PARIS (AP) — France’s latest political crisis eased — for now — when Prime Minister Sébastien Lecornu survived two consecutive no-confidence votes on Thursday, averting another government collapse and giving President Emmanuel Macron a respite before an even tougher fight over the national budget.
The immediate danger may have receded but the core problem is still very much center stage. The eurozone’s second-largest economy is still run by a minority government in a splintered parliament where no single bloc or party has a majority.
Every major law now turns on last-minute deals, and the next test is a spending plan that must pass before the end of the year.
On Thursday, lawmakers in the 577-seat National Assembly rejected a no-confidence motion filed by the hard-left France Unbowed party. The 271 votes were 18 short of the 289 needed to bring down the government.
A second motion from the far-right National Rally also failed.
Had Lecornu lost, Macron would have faced only unpalatable options: call new legislative elections, try to find yet another prime minister — France’s fifth in barely a year — or perhaps even resign himself, which he has ruled out.
Macron's decision to dissolve the National Assembly in June 2024 backfired on him, triggering legislative elections that stacked the powerful lower house with opponents of the French leader but producing no outright winner.
Since then, Macron’s minority governments have sought to barter support bill by bill and have fallen in quick succession.
That collides with the architecture of the Fifth Republic, founded in 1958 under Charles de Gaulle.
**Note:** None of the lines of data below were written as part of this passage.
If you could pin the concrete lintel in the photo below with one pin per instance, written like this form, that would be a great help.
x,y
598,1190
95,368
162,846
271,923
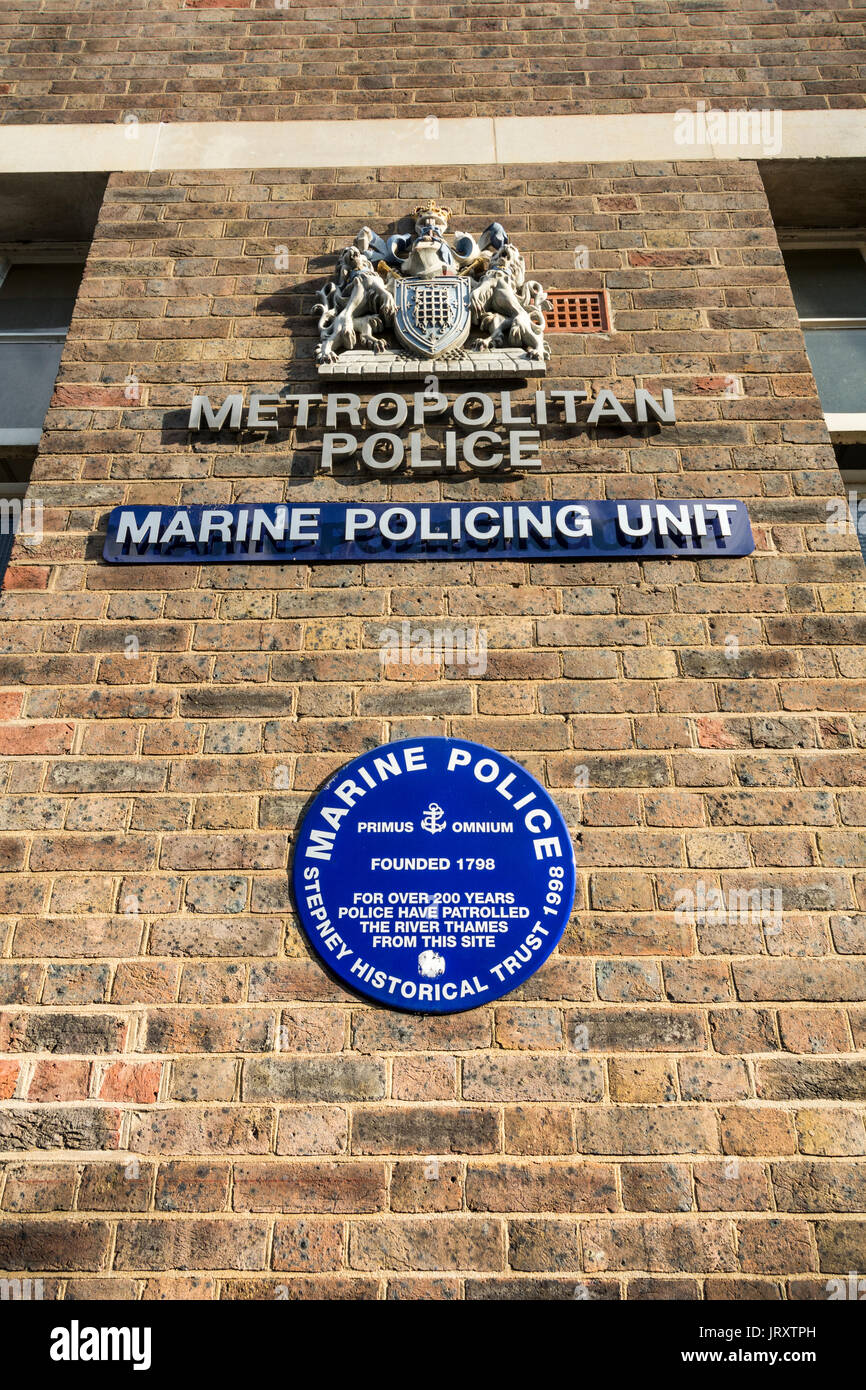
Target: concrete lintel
x,y
704,134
The system was built for a strong presidency and stable parliamentary majorities, not for coalition horse-trading or a splintered house.
With no single bloc near an absolute majority of 289 seats, the machinery is grinding against its design, turning big votes into cliffhangers and raising existential questions about the governance of France.
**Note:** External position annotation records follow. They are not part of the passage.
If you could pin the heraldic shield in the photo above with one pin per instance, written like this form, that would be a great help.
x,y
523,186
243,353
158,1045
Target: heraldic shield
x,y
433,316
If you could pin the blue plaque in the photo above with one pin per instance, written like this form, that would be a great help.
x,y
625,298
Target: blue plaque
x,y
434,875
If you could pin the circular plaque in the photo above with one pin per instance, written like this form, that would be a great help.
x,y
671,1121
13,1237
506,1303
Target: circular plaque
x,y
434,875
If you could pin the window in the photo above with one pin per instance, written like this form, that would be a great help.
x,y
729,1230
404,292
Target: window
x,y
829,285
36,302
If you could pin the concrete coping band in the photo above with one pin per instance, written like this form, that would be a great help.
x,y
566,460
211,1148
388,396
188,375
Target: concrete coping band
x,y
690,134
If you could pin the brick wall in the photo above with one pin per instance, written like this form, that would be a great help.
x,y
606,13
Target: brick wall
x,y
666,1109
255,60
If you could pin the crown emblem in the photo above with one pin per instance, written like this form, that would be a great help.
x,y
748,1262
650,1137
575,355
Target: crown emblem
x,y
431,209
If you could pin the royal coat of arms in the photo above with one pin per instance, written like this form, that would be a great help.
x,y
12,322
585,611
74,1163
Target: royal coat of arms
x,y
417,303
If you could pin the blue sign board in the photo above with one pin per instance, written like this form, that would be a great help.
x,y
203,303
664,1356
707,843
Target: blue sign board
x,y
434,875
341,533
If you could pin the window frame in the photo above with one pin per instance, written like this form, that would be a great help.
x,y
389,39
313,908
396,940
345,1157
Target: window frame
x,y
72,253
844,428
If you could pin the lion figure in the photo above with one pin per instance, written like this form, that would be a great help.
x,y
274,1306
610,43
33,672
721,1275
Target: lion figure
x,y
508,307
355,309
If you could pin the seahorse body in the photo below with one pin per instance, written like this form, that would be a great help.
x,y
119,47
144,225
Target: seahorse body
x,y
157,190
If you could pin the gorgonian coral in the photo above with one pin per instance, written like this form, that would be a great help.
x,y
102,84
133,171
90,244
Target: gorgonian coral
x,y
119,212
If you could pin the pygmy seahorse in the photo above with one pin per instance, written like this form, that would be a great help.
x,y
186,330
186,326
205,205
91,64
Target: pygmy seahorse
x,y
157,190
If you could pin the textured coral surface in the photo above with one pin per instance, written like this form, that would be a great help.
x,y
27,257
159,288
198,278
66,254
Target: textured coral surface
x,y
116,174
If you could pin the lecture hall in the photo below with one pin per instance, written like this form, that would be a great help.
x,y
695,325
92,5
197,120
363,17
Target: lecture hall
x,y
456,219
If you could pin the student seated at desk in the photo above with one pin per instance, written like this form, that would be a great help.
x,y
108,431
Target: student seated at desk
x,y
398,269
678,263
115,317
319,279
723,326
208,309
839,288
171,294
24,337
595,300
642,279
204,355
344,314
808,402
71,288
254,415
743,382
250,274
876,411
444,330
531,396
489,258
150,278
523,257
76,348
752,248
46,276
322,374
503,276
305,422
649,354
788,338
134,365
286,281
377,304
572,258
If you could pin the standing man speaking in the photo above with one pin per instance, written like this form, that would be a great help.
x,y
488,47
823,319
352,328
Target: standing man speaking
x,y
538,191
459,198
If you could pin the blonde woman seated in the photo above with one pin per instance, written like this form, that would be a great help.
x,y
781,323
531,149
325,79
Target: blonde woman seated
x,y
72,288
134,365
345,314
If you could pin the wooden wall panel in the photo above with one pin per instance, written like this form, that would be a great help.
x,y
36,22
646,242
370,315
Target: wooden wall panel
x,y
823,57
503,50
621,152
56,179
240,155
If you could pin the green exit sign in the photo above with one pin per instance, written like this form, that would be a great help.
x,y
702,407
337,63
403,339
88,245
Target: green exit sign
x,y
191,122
For French voters and observers, it’s jarring. France, once a model of eurozone stability, is now stumbling from crisis to crisis, testing the patience of markets and allies.
To peel away opposition votes, Lecornu offered to slow the rollout of Macron’s flagship 2023 pension law, which raises the retirement age from 62 to 64.
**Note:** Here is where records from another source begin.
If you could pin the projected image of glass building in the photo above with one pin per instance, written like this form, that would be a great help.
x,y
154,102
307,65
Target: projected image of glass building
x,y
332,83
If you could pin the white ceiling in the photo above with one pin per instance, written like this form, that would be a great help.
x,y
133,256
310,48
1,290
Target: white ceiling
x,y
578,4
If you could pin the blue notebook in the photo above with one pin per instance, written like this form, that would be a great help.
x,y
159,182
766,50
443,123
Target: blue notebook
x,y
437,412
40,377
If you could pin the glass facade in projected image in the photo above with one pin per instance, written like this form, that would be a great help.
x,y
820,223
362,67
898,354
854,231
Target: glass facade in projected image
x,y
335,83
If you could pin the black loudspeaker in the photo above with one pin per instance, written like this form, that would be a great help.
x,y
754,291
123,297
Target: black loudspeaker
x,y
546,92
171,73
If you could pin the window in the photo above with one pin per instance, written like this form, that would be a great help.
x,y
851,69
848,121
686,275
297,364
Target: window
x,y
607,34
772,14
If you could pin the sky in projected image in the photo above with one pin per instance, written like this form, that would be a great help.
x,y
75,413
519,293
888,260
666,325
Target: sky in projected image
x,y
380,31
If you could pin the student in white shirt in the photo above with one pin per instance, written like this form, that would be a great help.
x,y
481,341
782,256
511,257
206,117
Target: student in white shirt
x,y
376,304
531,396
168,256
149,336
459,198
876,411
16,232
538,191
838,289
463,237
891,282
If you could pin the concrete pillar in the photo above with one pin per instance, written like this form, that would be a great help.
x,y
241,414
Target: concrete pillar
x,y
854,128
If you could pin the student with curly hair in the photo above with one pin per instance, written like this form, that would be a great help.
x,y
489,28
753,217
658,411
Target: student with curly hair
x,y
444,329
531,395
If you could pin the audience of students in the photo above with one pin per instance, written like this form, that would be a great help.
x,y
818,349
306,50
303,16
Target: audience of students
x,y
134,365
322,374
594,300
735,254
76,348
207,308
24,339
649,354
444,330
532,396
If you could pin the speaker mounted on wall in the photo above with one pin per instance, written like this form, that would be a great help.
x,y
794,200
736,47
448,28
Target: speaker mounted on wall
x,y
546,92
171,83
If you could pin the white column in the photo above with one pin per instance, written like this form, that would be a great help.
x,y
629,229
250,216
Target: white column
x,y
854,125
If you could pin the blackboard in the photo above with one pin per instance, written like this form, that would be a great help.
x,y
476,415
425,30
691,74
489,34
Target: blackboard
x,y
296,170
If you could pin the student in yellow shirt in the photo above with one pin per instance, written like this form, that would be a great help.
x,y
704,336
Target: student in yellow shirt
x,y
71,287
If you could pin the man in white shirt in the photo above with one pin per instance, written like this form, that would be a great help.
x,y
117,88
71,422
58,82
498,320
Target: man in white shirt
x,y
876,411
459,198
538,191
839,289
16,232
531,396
The proposed slowdown could push the law back roughly two years, easing near-term pressure on people nearing retirement while leaving the end goal intact.
The government puts the short-term cost of the delay at 400 million euros ($430 million) for next year and 1.8 billion euros ($1.9 billion) for 2027, saying it will find offsets.
For many in France, pensions touch a nerve — the 2023 law triggered massive protests and strikes that left heaps of trash rotting on Paris streets.
The government then used Article 49.3 — a special constitutional power that lets a prime minister push a law through without a parliamentary vote. But the backlash only hardened.
With Thursday's reprieve, Macron's government has some breathing room. It shifts the battle to the 2026 budget, with a debate opening on Oct. 24.
Lecornu has vowed not to use Article 49.3 to pass a budget without a vote — which means no shortcuts: every line must win support in a fractured chamber.
The government and its allies hold fewer than 200 seats. For a majority, they need opposition support.
That math makes the Socialists, with 69 lawmakers, and the conservative Republicans, with 50, both potential swing blocs. But their backing isn't a given, even though they both lent support to Lecornu against Thursday's no-confidence motions.
The Socialists say the budget draft still lacks “social and fiscal justice.”
France’s deficit sits near 5.4% of GDP. The plan is to bring it to 4.7% next year with spending restraint and targeted tax changes while trying to protect growth.
The left is preparing a renewed push for a wealth-side measure aimed at ultra-high fortunes.
The government rejects that path and prefers narrower, lower-yield steps, including measures on holding companies.
Analysts predict hard bargaining over benefit freezes, higher medical deductibles and savings demanded of local authorities — each concession risking votes on one flank even as it gains them on another.
The clock is ticking: Against a year's end budget deadline, the government must show how it will pay for the pension slowdown and negotiate, in parallel, with the Socialists and conservatives over taxes and spending.
For the president, success would mean proving that France can pass a credible budget and start to rein in its deficit without extraordinary procedural force.
If the talks crack — on pensions, taxes or spending — the risks of Lecornu's government collapsing return, and at the end of the year, France could find itself back where it started: deadlocked.